O deputado federal Félix Mendonça Júnior (PDT/BA) afirmou neste sábado (16) que não descarta a possibilidade de uma reaproximação com o governo estadual. Ele destacou que tem mantido diálogo com o ministro da Casa Civil, Rui Costa, para discutir o futuro político da Bahia. O presidente estadual do PDT também criticou a postura do ex-prefeito de Salvador, ACM Neto (União Brasil), em relação às alianças políticas e sua condução no campo oposicionista.

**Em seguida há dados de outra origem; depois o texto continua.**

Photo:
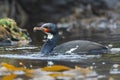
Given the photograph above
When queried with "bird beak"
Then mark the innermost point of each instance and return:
(45, 29)
(36, 28)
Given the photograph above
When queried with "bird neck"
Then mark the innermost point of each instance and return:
(49, 45)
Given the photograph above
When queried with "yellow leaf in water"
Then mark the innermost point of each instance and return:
(11, 67)
(84, 71)
(9, 77)
(55, 68)
(60, 74)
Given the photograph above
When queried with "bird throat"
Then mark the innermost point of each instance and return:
(49, 36)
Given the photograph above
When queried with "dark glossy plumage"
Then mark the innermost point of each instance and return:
(76, 46)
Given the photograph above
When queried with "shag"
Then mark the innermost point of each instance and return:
(76, 46)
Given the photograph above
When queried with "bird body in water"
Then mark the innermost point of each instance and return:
(76, 46)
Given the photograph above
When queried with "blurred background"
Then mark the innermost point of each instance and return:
(96, 20)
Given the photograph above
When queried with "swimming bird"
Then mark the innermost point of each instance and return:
(75, 46)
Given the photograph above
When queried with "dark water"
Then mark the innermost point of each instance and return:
(102, 67)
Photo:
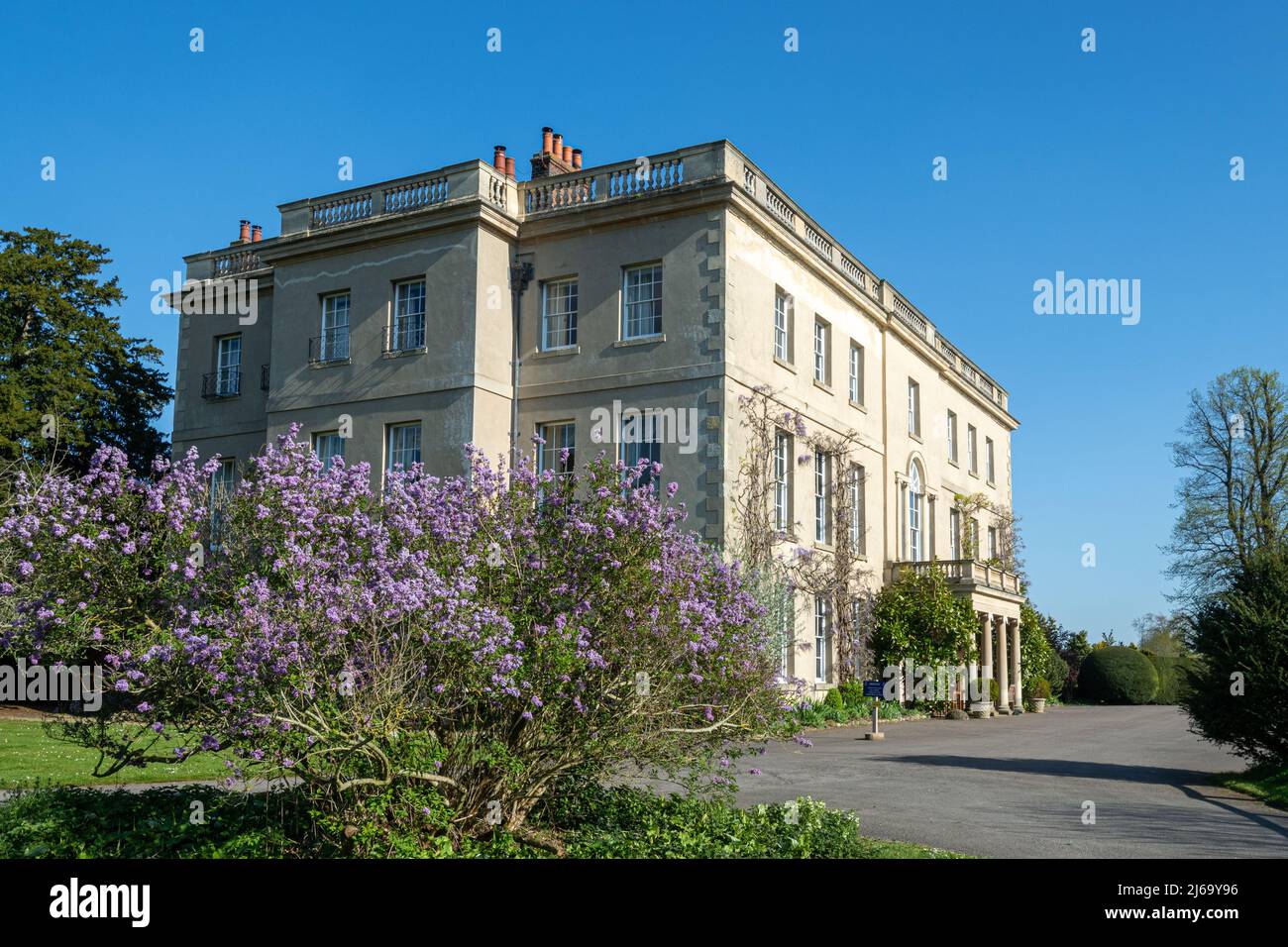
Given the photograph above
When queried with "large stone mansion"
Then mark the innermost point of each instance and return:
(398, 321)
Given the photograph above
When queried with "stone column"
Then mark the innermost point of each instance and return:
(987, 637)
(1016, 660)
(1004, 698)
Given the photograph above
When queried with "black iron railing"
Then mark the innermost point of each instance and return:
(224, 382)
(330, 347)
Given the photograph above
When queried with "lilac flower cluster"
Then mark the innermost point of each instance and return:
(483, 633)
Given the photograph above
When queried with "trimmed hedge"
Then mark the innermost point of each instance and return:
(1172, 677)
(1117, 676)
(589, 819)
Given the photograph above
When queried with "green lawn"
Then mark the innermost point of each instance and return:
(29, 755)
(1266, 783)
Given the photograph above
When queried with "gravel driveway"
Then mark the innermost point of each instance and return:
(1017, 787)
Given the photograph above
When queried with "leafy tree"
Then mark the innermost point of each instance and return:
(1076, 648)
(456, 646)
(1233, 497)
(1041, 659)
(1239, 694)
(1119, 676)
(62, 355)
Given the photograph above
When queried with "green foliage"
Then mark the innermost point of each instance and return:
(1173, 676)
(855, 706)
(918, 617)
(1162, 634)
(155, 823)
(585, 819)
(1265, 781)
(1115, 674)
(1039, 654)
(1232, 497)
(1239, 694)
(62, 354)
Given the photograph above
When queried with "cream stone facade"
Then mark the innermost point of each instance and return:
(673, 283)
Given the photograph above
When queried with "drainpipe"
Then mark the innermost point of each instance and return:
(520, 274)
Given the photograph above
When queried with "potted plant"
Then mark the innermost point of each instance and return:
(1039, 690)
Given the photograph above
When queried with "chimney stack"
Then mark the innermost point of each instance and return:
(554, 158)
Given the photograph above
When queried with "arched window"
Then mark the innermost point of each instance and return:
(914, 495)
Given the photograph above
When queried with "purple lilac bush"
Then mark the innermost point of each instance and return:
(478, 637)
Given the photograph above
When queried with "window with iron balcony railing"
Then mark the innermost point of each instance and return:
(223, 382)
(330, 347)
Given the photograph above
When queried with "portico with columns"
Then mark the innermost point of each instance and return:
(996, 598)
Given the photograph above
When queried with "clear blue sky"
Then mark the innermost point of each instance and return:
(1112, 163)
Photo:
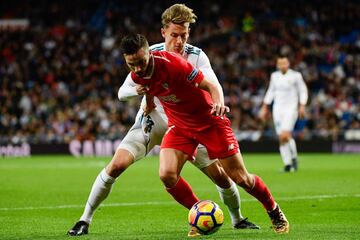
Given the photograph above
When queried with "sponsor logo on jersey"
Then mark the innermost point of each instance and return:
(193, 74)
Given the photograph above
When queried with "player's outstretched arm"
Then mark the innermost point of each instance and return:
(215, 90)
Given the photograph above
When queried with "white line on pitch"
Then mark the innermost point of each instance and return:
(319, 197)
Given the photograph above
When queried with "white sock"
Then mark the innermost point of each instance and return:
(231, 198)
(99, 191)
(285, 153)
(293, 149)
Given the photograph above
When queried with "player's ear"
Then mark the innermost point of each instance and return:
(163, 32)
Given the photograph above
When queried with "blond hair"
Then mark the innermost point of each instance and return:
(178, 14)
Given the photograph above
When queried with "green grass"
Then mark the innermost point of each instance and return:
(42, 197)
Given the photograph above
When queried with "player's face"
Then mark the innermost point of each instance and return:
(176, 36)
(138, 62)
(283, 64)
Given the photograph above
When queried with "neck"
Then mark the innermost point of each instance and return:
(150, 68)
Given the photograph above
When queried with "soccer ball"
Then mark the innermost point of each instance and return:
(206, 216)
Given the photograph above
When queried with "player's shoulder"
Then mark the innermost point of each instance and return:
(275, 73)
(192, 50)
(157, 47)
(294, 72)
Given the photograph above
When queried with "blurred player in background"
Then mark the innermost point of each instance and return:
(148, 131)
(288, 91)
(195, 109)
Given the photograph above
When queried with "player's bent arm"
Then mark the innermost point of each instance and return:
(128, 89)
(150, 104)
(205, 67)
(217, 96)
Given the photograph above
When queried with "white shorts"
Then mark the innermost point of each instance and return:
(284, 121)
(139, 143)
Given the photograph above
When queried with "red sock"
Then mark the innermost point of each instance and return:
(262, 193)
(183, 193)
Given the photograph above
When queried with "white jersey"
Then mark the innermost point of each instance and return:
(192, 54)
(286, 90)
(138, 141)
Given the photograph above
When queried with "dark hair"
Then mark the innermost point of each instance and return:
(131, 43)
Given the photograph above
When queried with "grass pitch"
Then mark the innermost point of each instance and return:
(42, 197)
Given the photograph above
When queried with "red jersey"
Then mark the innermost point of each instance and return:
(174, 82)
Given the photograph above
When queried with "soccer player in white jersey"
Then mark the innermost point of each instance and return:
(149, 129)
(288, 91)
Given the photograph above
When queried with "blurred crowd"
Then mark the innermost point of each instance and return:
(59, 77)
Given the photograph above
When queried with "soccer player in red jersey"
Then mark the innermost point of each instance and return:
(196, 115)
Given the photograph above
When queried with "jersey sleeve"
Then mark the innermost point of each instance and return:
(302, 89)
(270, 93)
(204, 65)
(192, 74)
(127, 89)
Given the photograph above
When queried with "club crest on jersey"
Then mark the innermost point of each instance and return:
(169, 98)
(193, 74)
(165, 85)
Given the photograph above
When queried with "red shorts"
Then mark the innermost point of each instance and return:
(219, 140)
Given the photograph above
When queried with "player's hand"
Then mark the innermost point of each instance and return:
(148, 108)
(219, 109)
(141, 89)
(302, 112)
(264, 113)
(149, 105)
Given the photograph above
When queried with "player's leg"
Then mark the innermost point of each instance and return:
(133, 147)
(176, 149)
(287, 143)
(285, 150)
(101, 188)
(229, 193)
(226, 149)
(171, 163)
(294, 154)
(235, 168)
(283, 137)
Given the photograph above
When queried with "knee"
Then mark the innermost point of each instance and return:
(245, 181)
(219, 177)
(169, 178)
(284, 138)
(119, 164)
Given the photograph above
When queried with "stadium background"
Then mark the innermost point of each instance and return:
(61, 70)
(59, 76)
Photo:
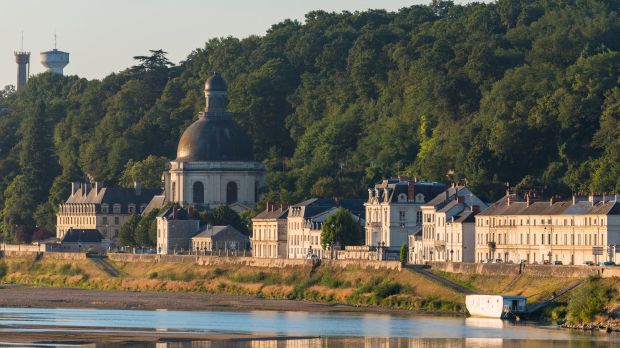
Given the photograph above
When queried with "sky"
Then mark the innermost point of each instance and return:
(102, 36)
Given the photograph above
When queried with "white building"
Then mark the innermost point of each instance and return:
(519, 229)
(393, 210)
(269, 232)
(175, 229)
(305, 224)
(447, 227)
(214, 164)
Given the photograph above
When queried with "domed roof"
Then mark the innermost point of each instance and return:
(216, 83)
(214, 140)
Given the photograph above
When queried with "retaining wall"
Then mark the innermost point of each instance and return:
(250, 261)
(533, 270)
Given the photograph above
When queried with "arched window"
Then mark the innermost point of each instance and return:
(231, 192)
(199, 192)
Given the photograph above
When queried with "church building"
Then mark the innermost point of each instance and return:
(214, 163)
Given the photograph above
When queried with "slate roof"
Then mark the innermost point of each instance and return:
(501, 207)
(219, 232)
(273, 214)
(395, 186)
(82, 235)
(111, 196)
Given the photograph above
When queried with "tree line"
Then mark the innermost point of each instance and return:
(524, 92)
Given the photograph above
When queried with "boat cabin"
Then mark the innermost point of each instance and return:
(495, 306)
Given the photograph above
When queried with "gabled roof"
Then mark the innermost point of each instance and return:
(272, 214)
(82, 235)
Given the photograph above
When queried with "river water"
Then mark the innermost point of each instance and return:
(335, 329)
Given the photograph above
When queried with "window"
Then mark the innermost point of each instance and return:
(198, 193)
(231, 192)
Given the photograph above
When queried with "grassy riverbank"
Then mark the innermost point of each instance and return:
(354, 286)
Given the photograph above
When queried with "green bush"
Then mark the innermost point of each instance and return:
(589, 301)
(3, 269)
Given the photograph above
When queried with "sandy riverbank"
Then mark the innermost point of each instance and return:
(47, 297)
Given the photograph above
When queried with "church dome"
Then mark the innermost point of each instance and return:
(215, 136)
(214, 140)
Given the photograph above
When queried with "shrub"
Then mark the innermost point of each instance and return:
(3, 269)
(589, 301)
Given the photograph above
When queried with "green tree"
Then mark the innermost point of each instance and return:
(148, 172)
(339, 228)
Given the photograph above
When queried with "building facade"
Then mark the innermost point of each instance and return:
(521, 229)
(305, 224)
(448, 225)
(95, 207)
(175, 229)
(214, 163)
(269, 232)
(226, 239)
(393, 210)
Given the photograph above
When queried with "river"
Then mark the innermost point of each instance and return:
(335, 329)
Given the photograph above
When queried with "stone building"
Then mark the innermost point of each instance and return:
(175, 229)
(221, 239)
(269, 233)
(305, 222)
(101, 208)
(522, 229)
(447, 232)
(393, 210)
(214, 163)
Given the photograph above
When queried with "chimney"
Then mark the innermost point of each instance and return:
(410, 190)
(75, 186)
(553, 200)
(98, 186)
(138, 186)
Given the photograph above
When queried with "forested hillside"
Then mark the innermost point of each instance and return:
(524, 92)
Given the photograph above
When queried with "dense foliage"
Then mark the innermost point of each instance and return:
(341, 229)
(525, 92)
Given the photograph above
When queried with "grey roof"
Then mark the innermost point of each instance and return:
(113, 195)
(219, 232)
(157, 202)
(395, 186)
(182, 214)
(82, 235)
(272, 214)
(519, 207)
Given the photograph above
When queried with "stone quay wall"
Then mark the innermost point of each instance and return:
(532, 270)
(250, 261)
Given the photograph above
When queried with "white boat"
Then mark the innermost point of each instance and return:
(495, 306)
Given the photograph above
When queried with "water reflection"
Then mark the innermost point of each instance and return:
(339, 342)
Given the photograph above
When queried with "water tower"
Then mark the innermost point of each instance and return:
(22, 58)
(55, 60)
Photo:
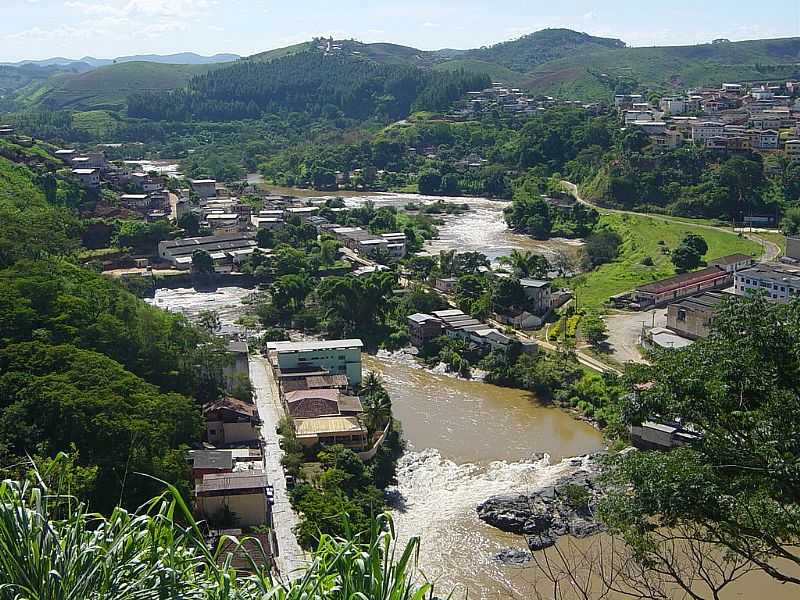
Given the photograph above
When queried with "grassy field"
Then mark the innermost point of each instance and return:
(641, 235)
(95, 122)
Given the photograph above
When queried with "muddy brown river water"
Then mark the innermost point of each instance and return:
(467, 440)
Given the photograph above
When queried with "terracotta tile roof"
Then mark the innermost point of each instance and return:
(680, 281)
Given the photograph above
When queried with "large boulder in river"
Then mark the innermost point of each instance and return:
(515, 514)
(539, 542)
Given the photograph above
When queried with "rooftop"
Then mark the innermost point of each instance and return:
(241, 480)
(328, 425)
(682, 280)
(311, 346)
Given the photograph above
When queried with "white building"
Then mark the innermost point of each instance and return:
(673, 105)
(780, 282)
(703, 131)
(337, 357)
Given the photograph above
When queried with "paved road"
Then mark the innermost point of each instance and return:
(290, 559)
(770, 250)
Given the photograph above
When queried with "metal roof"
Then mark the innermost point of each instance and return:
(311, 346)
(327, 425)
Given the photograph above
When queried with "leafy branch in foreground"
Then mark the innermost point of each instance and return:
(52, 548)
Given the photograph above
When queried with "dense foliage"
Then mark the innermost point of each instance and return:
(736, 486)
(53, 547)
(306, 82)
(84, 364)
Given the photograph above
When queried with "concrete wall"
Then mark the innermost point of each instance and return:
(337, 361)
(696, 324)
(250, 509)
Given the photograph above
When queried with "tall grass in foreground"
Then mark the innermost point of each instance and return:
(52, 548)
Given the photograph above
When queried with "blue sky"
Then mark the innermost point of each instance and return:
(34, 29)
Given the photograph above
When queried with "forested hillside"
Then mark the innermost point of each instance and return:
(308, 82)
(540, 47)
(85, 366)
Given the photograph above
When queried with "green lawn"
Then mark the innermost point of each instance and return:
(641, 235)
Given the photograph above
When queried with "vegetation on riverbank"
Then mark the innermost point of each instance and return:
(333, 482)
(66, 380)
(643, 238)
(160, 551)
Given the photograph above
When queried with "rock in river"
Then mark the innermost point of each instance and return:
(565, 508)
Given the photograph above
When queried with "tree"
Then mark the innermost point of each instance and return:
(202, 262)
(687, 256)
(527, 264)
(791, 221)
(697, 243)
(735, 487)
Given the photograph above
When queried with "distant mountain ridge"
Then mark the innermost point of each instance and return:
(181, 58)
(556, 62)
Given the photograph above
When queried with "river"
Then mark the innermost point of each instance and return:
(466, 440)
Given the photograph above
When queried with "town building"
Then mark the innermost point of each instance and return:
(238, 369)
(702, 131)
(205, 188)
(539, 293)
(654, 435)
(347, 431)
(692, 317)
(225, 250)
(231, 421)
(779, 282)
(244, 494)
(423, 328)
(335, 357)
(686, 284)
(89, 178)
(321, 402)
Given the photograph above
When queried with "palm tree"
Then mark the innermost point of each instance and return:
(527, 264)
(447, 260)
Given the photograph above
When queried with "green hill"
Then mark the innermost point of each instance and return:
(540, 47)
(108, 87)
(552, 61)
(598, 73)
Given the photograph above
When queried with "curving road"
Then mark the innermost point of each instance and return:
(770, 250)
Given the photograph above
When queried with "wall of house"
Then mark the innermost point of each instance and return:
(250, 509)
(337, 361)
(696, 324)
(239, 432)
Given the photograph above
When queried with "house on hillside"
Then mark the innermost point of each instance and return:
(243, 494)
(89, 178)
(232, 421)
(692, 317)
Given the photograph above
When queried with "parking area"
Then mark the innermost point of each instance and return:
(624, 330)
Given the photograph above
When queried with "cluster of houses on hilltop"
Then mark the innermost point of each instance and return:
(511, 101)
(734, 117)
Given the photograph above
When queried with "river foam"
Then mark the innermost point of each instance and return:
(436, 500)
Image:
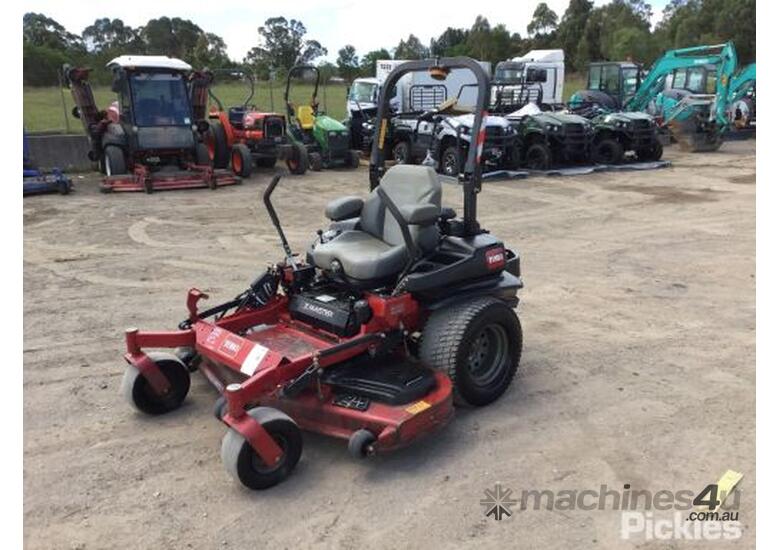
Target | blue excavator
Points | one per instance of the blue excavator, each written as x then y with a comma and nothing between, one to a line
688,90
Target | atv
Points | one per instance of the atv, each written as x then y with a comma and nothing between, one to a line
444,133
621,132
326,140
396,311
244,137
545,139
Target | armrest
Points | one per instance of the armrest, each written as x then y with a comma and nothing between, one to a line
420,214
344,208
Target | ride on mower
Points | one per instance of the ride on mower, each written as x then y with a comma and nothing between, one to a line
398,309
244,137
326,140
152,137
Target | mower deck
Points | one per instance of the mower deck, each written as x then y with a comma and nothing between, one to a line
142,179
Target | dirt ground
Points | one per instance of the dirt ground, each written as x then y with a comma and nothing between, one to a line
638,367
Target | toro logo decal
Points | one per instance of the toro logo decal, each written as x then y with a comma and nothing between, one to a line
494,258
230,346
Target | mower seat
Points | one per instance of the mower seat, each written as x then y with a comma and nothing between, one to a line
376,250
306,117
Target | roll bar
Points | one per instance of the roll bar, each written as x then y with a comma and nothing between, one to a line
471,179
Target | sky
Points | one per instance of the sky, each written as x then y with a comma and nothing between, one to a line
365,24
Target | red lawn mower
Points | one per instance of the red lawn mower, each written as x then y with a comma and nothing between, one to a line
398,310
243,137
152,137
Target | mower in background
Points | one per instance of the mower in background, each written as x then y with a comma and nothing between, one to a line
36,182
243,137
327,141
398,309
152,137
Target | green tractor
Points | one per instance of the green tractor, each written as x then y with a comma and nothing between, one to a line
551,138
327,140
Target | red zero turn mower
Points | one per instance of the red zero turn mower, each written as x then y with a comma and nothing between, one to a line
398,310
152,137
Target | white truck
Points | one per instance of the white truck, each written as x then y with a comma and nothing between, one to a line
544,68
415,92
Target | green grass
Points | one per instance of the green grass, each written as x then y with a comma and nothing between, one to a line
43,111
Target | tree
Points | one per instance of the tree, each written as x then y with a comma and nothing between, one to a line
544,20
411,48
39,30
368,63
106,34
282,45
347,62
571,29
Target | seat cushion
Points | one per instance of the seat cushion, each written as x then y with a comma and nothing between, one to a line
362,256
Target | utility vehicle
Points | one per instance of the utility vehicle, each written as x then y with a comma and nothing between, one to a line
545,138
326,140
397,310
152,137
242,136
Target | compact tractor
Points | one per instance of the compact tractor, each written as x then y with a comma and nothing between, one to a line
396,311
326,140
152,137
243,137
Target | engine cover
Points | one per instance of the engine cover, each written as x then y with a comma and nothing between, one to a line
339,315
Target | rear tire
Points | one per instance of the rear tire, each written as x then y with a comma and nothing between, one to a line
265,162
202,157
607,151
315,161
538,157
478,344
114,161
449,162
353,158
243,463
652,153
402,153
140,394
241,160
298,162
216,144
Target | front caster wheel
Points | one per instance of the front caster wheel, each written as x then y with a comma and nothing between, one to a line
243,463
140,394
361,444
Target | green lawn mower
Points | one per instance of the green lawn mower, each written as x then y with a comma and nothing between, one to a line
327,140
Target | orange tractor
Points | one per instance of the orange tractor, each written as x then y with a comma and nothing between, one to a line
243,137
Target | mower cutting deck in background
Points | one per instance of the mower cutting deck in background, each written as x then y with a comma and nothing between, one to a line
152,137
398,309
243,137
326,140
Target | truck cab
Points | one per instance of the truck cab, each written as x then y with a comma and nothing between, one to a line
545,67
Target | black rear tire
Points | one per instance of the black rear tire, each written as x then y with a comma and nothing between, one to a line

Durante entrevista ao programa Central da Política, Félix destacou que sua atuação parlamentar vai além da destinação de emendas, enfatizando que o mais importante é a forma como os deputados votam no Congresso Nacional. “A parte mais importante é saber como o seu deputado vota em Brasília. Eu, por exemplo, não posso votar a trunco de emendas, porque seria muito simples votar contra a população e receber algumas emendas para distribuir”, afirmou.
O deputado também pontuou a importância de investimentos na educação e na reindustrialização do Brasil. “A China, há 30 anos, tinha um PIB menor do que o do Brasil. Hoje, incomparavelmente maior. O que mudou? Educação e industrialização. Nós não podemos ser apenas um país extrativista”, comparou.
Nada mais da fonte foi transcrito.